J'ai donc successivement analysé les fonctions latentes du transport
accéléré, de la communication canalisée, de la gestion éducative
prolongée, du garage humain. Je suis resté époustouflé par leur
pouvoir symbolique. Cela m'a apporté la preuve empirique que la
catégorie ellulienne de "la technique", que j'avais originellement
employée comme un outil analytique, définissait une réalité engendrée
par la poursuite d'une "idéologie de dérivation chrétienne". Dans
la recherche de la fonction symbolique de la technique en notre
temps, l'analyse d'Ellul, une fois encore, recelait des observations
éclairantes. Je songe ici particulièrement à ses réflexions sur
la magie et la religion.
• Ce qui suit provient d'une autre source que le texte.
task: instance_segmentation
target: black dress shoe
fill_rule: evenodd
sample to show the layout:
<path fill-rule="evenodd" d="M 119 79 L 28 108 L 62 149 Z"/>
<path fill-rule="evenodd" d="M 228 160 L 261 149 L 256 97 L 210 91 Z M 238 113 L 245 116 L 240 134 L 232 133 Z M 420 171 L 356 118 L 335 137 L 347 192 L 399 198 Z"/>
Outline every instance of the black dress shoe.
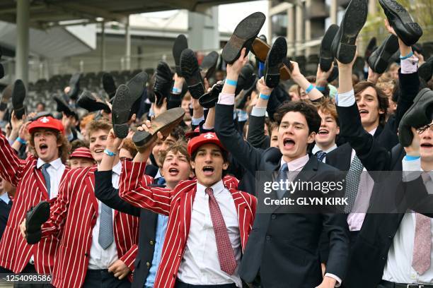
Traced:
<path fill-rule="evenodd" d="M 168 109 L 151 121 L 151 127 L 154 133 L 151 134 L 146 131 L 137 131 L 132 136 L 132 141 L 135 144 L 137 150 L 142 152 L 146 148 L 156 140 L 158 132 L 161 132 L 164 137 L 166 137 L 175 126 L 177 126 L 185 116 L 185 109 L 181 107 Z"/>
<path fill-rule="evenodd" d="M 432 123 L 433 116 L 433 91 L 424 88 L 413 100 L 398 126 L 398 140 L 403 147 L 410 145 L 413 135 L 410 127 L 421 128 Z"/>
<path fill-rule="evenodd" d="M 392 34 L 389 35 L 382 44 L 370 55 L 368 64 L 373 71 L 383 73 L 388 68 L 389 59 L 398 50 L 398 38 Z"/>
<path fill-rule="evenodd" d="M 6 109 L 11 96 L 12 86 L 8 85 L 1 92 L 1 97 L 0 97 L 0 111 L 5 111 Z"/>
<path fill-rule="evenodd" d="M 200 68 L 202 76 L 206 79 L 209 79 L 214 75 L 219 55 L 214 51 L 211 52 L 203 58 Z"/>
<path fill-rule="evenodd" d="M 180 70 L 191 96 L 194 99 L 199 99 L 204 94 L 204 86 L 197 57 L 190 49 L 185 49 L 180 55 Z"/>
<path fill-rule="evenodd" d="M 352 62 L 357 52 L 357 37 L 367 16 L 365 0 L 351 0 L 346 8 L 331 49 L 334 57 L 340 63 Z"/>
<path fill-rule="evenodd" d="M 420 77 L 429 82 L 432 79 L 432 73 L 433 72 L 433 56 L 430 56 L 422 65 L 418 68 L 418 75 Z"/>
<path fill-rule="evenodd" d="M 250 51 L 251 44 L 260 32 L 265 19 L 266 16 L 262 12 L 255 12 L 238 24 L 221 54 L 226 63 L 231 64 L 236 61 L 243 47 L 246 47 L 246 53 Z"/>
<path fill-rule="evenodd" d="M 398 38 L 407 46 L 415 44 L 422 36 L 422 29 L 413 22 L 406 9 L 394 0 L 379 0 L 379 4 Z"/>
<path fill-rule="evenodd" d="M 265 83 L 270 88 L 274 88 L 279 83 L 279 68 L 287 56 L 286 38 L 279 37 L 271 47 L 265 62 Z"/>
<path fill-rule="evenodd" d="M 328 83 L 330 83 L 334 80 L 337 79 L 337 77 L 338 77 L 338 67 L 337 66 L 337 65 L 335 65 L 331 73 L 329 75 L 326 80 L 328 81 Z"/>
<path fill-rule="evenodd" d="M 160 61 L 155 72 L 155 82 L 154 92 L 155 92 L 155 104 L 159 107 L 162 104 L 164 98 L 167 98 L 171 93 L 173 86 L 173 74 L 170 67 L 166 62 Z"/>
<path fill-rule="evenodd" d="M 186 37 L 183 34 L 178 35 L 173 44 L 173 58 L 174 58 L 175 64 L 176 66 L 176 73 L 179 77 L 183 77 L 182 76 L 182 71 L 180 70 L 180 54 L 187 47 L 188 42 Z"/>
<path fill-rule="evenodd" d="M 64 112 L 67 116 L 75 115 L 75 112 L 72 111 L 72 109 L 68 105 L 63 97 L 54 95 L 54 100 L 57 104 L 57 112 Z"/>
<path fill-rule="evenodd" d="M 99 96 L 92 94 L 90 91 L 83 92 L 77 100 L 76 104 L 89 112 L 99 110 L 104 110 L 108 113 L 111 112 L 111 109 L 107 103 Z"/>
<path fill-rule="evenodd" d="M 370 39 L 370 41 L 367 44 L 367 47 L 365 49 L 365 53 L 364 54 L 364 59 L 365 59 L 365 61 L 368 61 L 369 57 L 370 56 L 370 55 L 371 55 L 371 53 L 373 53 L 373 52 L 377 49 L 376 42 L 377 40 L 375 37 Z"/>
<path fill-rule="evenodd" d="M 235 95 L 238 95 L 243 90 L 249 88 L 255 80 L 256 76 L 254 73 L 253 65 L 247 63 L 241 69 L 241 73 L 238 77 L 238 83 L 235 90 Z"/>
<path fill-rule="evenodd" d="M 116 94 L 116 84 L 111 74 L 108 73 L 103 74 L 103 88 L 108 95 L 109 99 L 112 99 Z"/>
<path fill-rule="evenodd" d="M 71 77 L 71 80 L 69 80 L 69 88 L 71 90 L 67 95 L 70 99 L 74 100 L 78 98 L 79 92 L 80 92 L 80 77 L 81 74 L 79 73 L 76 73 Z"/>
<path fill-rule="evenodd" d="M 331 50 L 331 45 L 333 44 L 333 40 L 335 37 L 335 35 L 338 31 L 338 25 L 332 24 L 326 32 L 321 42 L 321 59 L 319 60 L 319 65 L 321 69 L 323 71 L 328 71 L 330 69 L 331 65 L 334 61 L 334 56 Z"/>
<path fill-rule="evenodd" d="M 23 118 L 25 114 L 24 100 L 25 99 L 25 86 L 21 79 L 17 79 L 12 88 L 12 106 L 15 112 L 15 116 L 18 119 Z"/>
<path fill-rule="evenodd" d="M 50 218 L 50 203 L 41 201 L 25 214 L 25 240 L 29 244 L 40 241 L 41 225 Z"/>
<path fill-rule="evenodd" d="M 203 108 L 210 109 L 215 107 L 219 93 L 222 91 L 224 83 L 215 84 L 212 89 L 199 98 L 199 103 Z"/>

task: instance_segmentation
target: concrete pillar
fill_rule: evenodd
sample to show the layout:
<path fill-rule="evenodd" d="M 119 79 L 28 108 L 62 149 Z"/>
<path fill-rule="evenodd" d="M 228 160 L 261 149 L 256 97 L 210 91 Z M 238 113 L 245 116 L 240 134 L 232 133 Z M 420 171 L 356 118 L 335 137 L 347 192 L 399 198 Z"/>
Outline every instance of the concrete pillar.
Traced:
<path fill-rule="evenodd" d="M 28 82 L 30 1 L 16 0 L 16 78 Z"/>
<path fill-rule="evenodd" d="M 131 32 L 129 31 L 129 16 L 127 17 L 125 26 L 125 69 L 131 70 Z"/>
<path fill-rule="evenodd" d="M 287 9 L 287 44 L 289 46 L 289 54 L 293 54 L 295 49 L 295 6 L 292 5 Z"/>
<path fill-rule="evenodd" d="M 338 11 L 338 2 L 337 0 L 331 0 L 330 1 L 330 17 L 331 24 L 340 24 L 337 23 L 337 12 Z"/>
<path fill-rule="evenodd" d="M 105 23 L 100 23 L 100 71 L 105 71 Z"/>
<path fill-rule="evenodd" d="M 219 49 L 218 6 L 204 14 L 188 11 L 188 47 L 195 51 Z"/>
<path fill-rule="evenodd" d="M 301 51 L 299 49 L 299 45 L 304 44 L 304 7 L 302 3 L 299 3 L 296 5 L 296 51 L 295 54 L 296 56 L 302 54 Z"/>

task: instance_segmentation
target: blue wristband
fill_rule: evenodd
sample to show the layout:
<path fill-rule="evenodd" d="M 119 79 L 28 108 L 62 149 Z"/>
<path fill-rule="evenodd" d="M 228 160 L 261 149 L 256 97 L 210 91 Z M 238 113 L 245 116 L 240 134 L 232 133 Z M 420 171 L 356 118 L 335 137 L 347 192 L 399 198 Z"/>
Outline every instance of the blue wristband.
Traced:
<path fill-rule="evenodd" d="M 305 92 L 308 94 L 313 89 L 314 89 L 314 85 L 313 84 L 310 84 L 308 88 L 305 90 Z"/>
<path fill-rule="evenodd" d="M 105 149 L 105 150 L 104 150 L 104 153 L 105 153 L 106 155 L 108 155 L 108 156 L 110 156 L 110 157 L 112 157 L 112 156 L 115 156 L 115 155 L 117 155 L 117 154 L 116 154 L 116 153 L 115 153 L 114 152 L 111 152 L 111 151 L 110 151 L 110 150 L 107 150 L 107 149 Z"/>
<path fill-rule="evenodd" d="M 417 159 L 420 159 L 420 156 L 410 156 L 410 155 L 406 155 L 405 156 L 405 159 L 408 161 L 413 161 L 413 160 L 416 160 Z"/>
<path fill-rule="evenodd" d="M 413 56 L 413 51 L 411 51 L 410 53 L 409 53 L 408 55 L 406 56 L 400 56 L 400 60 L 404 60 L 404 59 L 407 59 L 409 57 L 411 57 L 412 56 Z"/>
<path fill-rule="evenodd" d="M 236 86 L 238 85 L 238 81 L 235 81 L 234 80 L 226 79 L 226 84 L 231 85 L 232 86 Z"/>
<path fill-rule="evenodd" d="M 16 139 L 17 141 L 18 141 L 20 143 L 23 144 L 23 145 L 25 145 L 27 144 L 27 142 L 25 142 L 25 140 L 20 137 L 17 137 L 17 138 Z"/>
<path fill-rule="evenodd" d="M 259 97 L 260 98 L 262 98 L 264 100 L 269 100 L 269 97 L 270 97 L 270 95 L 267 95 L 265 94 L 262 94 L 260 93 L 260 95 L 259 95 Z"/>
<path fill-rule="evenodd" d="M 324 92 L 325 90 L 326 89 L 326 87 L 316 86 L 316 89 L 317 89 L 318 90 L 321 92 Z"/>

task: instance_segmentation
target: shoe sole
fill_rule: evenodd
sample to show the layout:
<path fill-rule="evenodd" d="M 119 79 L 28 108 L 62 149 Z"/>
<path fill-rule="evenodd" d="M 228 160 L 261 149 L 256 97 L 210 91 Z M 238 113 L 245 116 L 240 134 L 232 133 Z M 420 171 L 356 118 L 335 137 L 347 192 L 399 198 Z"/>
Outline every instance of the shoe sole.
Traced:
<path fill-rule="evenodd" d="M 368 61 L 369 66 L 374 72 L 382 74 L 389 65 L 389 59 L 397 50 L 398 50 L 398 38 L 391 34 L 371 53 Z M 371 59 L 374 60 L 374 63 Z"/>
<path fill-rule="evenodd" d="M 142 152 L 147 145 L 156 140 L 158 132 L 161 132 L 164 137 L 168 136 L 170 131 L 182 121 L 184 116 L 185 109 L 183 108 L 173 108 L 161 113 L 152 121 L 154 134 L 147 131 L 137 131 L 135 132 L 132 136 L 132 141 L 137 150 Z"/>
<path fill-rule="evenodd" d="M 321 59 L 319 65 L 323 71 L 328 71 L 334 61 L 334 56 L 331 50 L 333 41 L 338 32 L 338 25 L 333 24 L 326 30 L 321 42 Z"/>
<path fill-rule="evenodd" d="M 214 51 L 211 52 L 203 58 L 202 71 L 204 71 L 204 78 L 209 79 L 214 75 L 219 55 Z"/>
<path fill-rule="evenodd" d="M 24 100 L 25 99 L 25 86 L 21 79 L 17 79 L 12 88 L 12 106 L 15 111 L 15 116 L 18 119 L 23 118 L 25 114 Z"/>
<path fill-rule="evenodd" d="M 103 88 L 104 91 L 108 95 L 110 99 L 112 98 L 116 95 L 116 84 L 114 78 L 110 74 L 104 73 L 103 75 Z"/>
<path fill-rule="evenodd" d="M 183 50 L 180 55 L 180 69 L 191 96 L 199 99 L 204 94 L 204 87 L 197 58 L 190 49 Z"/>
<path fill-rule="evenodd" d="M 341 37 L 335 55 L 340 62 L 349 64 L 353 60 L 357 51 L 357 37 L 366 20 L 367 10 L 365 0 L 352 0 L 349 3 L 340 27 Z"/>
<path fill-rule="evenodd" d="M 261 62 L 266 61 L 267 53 L 270 50 L 270 46 L 260 38 L 255 38 L 251 45 L 251 52 Z M 284 59 L 283 65 L 279 68 L 279 78 L 281 80 L 289 80 L 291 78 L 291 64 Z"/>
<path fill-rule="evenodd" d="M 29 244 L 40 240 L 40 226 L 50 218 L 50 204 L 47 201 L 37 203 L 25 216 L 25 239 Z"/>
<path fill-rule="evenodd" d="M 176 73 L 180 77 L 182 76 L 182 71 L 180 71 L 180 54 L 183 50 L 187 48 L 188 42 L 186 37 L 183 34 L 179 35 L 173 44 L 173 58 L 174 58 L 175 60 Z"/>
<path fill-rule="evenodd" d="M 278 37 L 267 54 L 265 62 L 265 83 L 270 88 L 274 88 L 279 83 L 279 69 L 282 61 L 287 56 L 287 43 L 283 37 Z"/>
<path fill-rule="evenodd" d="M 233 64 L 239 58 L 243 47 L 246 47 L 248 54 L 254 39 L 260 32 L 265 19 L 265 14 L 261 12 L 255 12 L 238 24 L 221 54 L 222 59 L 228 64 Z"/>
<path fill-rule="evenodd" d="M 215 104 L 218 102 L 218 97 L 221 92 L 223 84 L 216 84 L 210 92 L 203 94 L 199 98 L 199 103 L 203 108 L 211 109 L 215 107 Z"/>
<path fill-rule="evenodd" d="M 132 101 L 134 100 L 134 101 Z M 123 139 L 128 136 L 127 124 L 131 113 L 131 106 L 135 102 L 132 96 L 129 88 L 122 84 L 116 91 L 112 107 L 112 128 L 118 138 Z"/>
<path fill-rule="evenodd" d="M 390 25 L 394 28 L 397 36 L 408 46 L 415 44 L 422 36 L 422 29 L 418 23 L 413 22 L 409 13 L 403 6 L 393 0 L 379 0 L 379 4 L 382 6 L 385 15 L 388 20 Z M 392 16 L 387 15 L 391 13 Z M 398 19 L 400 24 L 402 25 L 409 32 L 409 34 L 402 33 L 401 30 L 396 25 L 395 21 L 391 20 L 391 16 Z"/>

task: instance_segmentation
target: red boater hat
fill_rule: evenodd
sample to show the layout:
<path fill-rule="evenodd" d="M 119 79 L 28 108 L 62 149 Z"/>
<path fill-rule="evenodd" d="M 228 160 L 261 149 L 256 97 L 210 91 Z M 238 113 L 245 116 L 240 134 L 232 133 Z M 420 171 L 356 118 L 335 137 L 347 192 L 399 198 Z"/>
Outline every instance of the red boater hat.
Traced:
<path fill-rule="evenodd" d="M 31 134 L 37 128 L 57 130 L 64 133 L 64 128 L 62 122 L 50 116 L 38 118 L 28 126 L 28 132 Z"/>
<path fill-rule="evenodd" d="M 199 147 L 207 143 L 217 145 L 221 147 L 221 149 L 226 150 L 221 142 L 219 142 L 219 139 L 216 137 L 216 134 L 209 132 L 195 136 L 188 142 L 188 153 L 190 155 L 192 155 L 194 151 L 197 150 Z"/>
<path fill-rule="evenodd" d="M 76 148 L 74 150 L 71 156 L 69 156 L 69 159 L 71 158 L 89 158 L 93 160 L 93 157 L 92 157 L 92 153 L 90 152 L 90 149 L 87 147 L 80 147 L 79 148 Z"/>

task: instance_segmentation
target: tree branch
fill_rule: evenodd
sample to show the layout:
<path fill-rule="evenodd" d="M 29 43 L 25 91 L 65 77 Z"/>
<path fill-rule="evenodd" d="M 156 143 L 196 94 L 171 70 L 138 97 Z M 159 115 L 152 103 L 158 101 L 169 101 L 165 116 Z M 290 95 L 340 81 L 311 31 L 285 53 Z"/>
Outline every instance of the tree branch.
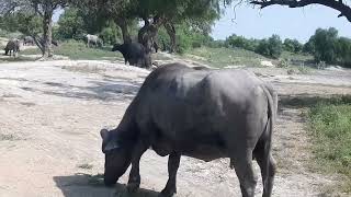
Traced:
<path fill-rule="evenodd" d="M 338 18 L 346 16 L 351 22 L 351 8 L 342 0 L 253 0 L 251 4 L 258 4 L 261 9 L 273 4 L 287 5 L 288 8 L 303 8 L 309 4 L 321 4 L 340 11 Z"/>

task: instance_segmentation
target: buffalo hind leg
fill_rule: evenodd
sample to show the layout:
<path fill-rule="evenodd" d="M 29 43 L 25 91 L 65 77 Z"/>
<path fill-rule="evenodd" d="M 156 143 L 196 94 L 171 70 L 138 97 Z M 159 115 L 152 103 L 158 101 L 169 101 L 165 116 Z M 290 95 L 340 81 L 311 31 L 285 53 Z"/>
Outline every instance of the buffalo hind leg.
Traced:
<path fill-rule="evenodd" d="M 261 170 L 262 184 L 263 184 L 262 197 L 271 197 L 276 166 L 275 166 L 275 161 L 272 154 L 270 152 L 265 153 L 264 151 L 269 151 L 269 150 L 265 150 L 262 147 L 261 149 L 256 150 L 253 154 Z M 269 167 L 267 171 L 268 164 L 269 164 Z"/>
<path fill-rule="evenodd" d="M 139 162 L 144 152 L 148 149 L 149 143 L 139 140 L 135 146 L 132 154 L 132 169 L 129 173 L 129 179 L 127 184 L 127 190 L 129 193 L 135 193 L 140 186 L 140 173 L 139 173 Z"/>
<path fill-rule="evenodd" d="M 171 197 L 177 193 L 177 171 L 181 154 L 172 152 L 168 158 L 168 182 L 160 197 Z"/>
<path fill-rule="evenodd" d="M 252 153 L 230 158 L 230 166 L 234 166 L 239 178 L 242 197 L 254 197 L 257 175 L 252 166 Z"/>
Parmi les penseurs modernes, Jacques Ellul
fait toujours partie de cette mince avant-garde qui comprend que
la vieille catégorie de la religion ne coïncide pas avec le domaine
du sacré.
Historiquement, la place du sacrum dans la société moderne est
occupée par une entité étrangement exceptionnelle: les oeuvres de
la main de l'homme sont devenues les moyens qui pourvoient effectivement
à sa nourriture, sa mobilité, ses souvenirs et même ses sensations.
Pour comprendre la société, les effets de "la technique" sur ma
chair et mes sens me sont apparus plus importants à étudier que
ses faits et méfaits actuels et futurs. Ainsi en suis-je venu à
explorer le pouvoir de séduction que 'imprégnation du milieu par
"la technique" exerce sur mon mode de perception. Et de fait, pas
une année n'est passée, durant un quart de siècle après que Wilkinson
m'eut donné votre livre, Monsieur Ellul, sans que je décèle une
propension encore inaperçue à éluder la réalité en servant un Techno-Moloch.
L'existence, dans notre société qui se veut système, met hors-jeu
les sens par les engins fabriqués pour leur extension, nous empêche
de toucher ou d'incorporer le réel et, en plus, nous intègre dans
ce système. C'est cette radicale subversion de la sensation qui
humilie, et puis remplace la perception. Nous nous livrons à d'atroces
débauches de consommation d'images et de sons afin d'anesthésier
notre sens de la réalité perdue.
Pour saisir cette humiliation du regard, de l'odorat, du toucher,
et pas seulement de l'ouïe, il m'a fallu étudier l'histoire des
actes corporels de perception. Ce ne sont pas seulement les certitudes
bibliques mais aussi les certitudes médiévales et classiques sur
les perceptions sensibles qui ont été à tel point subverties que
l'exégèse des textes anciens doit surmonter des obstacles conceptuels
mais également physiologiques. Qu'on me permette d'en donner un
exemple, certes extrême. S'arracher l'oeil quand l'oeil est scandalisé
est un mandat évangélique. C'était un acte qui inspirait toujours
l'horreur. Mais il était compréhensible dans un régime du regard
sous lequel les yeux émettaient un cône visuel qui, comme un organe
lumineux, saisit et embrasse la réalité. Mais de tels yeux animés
n'existent plus aujourd'hui que métaphoriquement. Nous ne "voyons"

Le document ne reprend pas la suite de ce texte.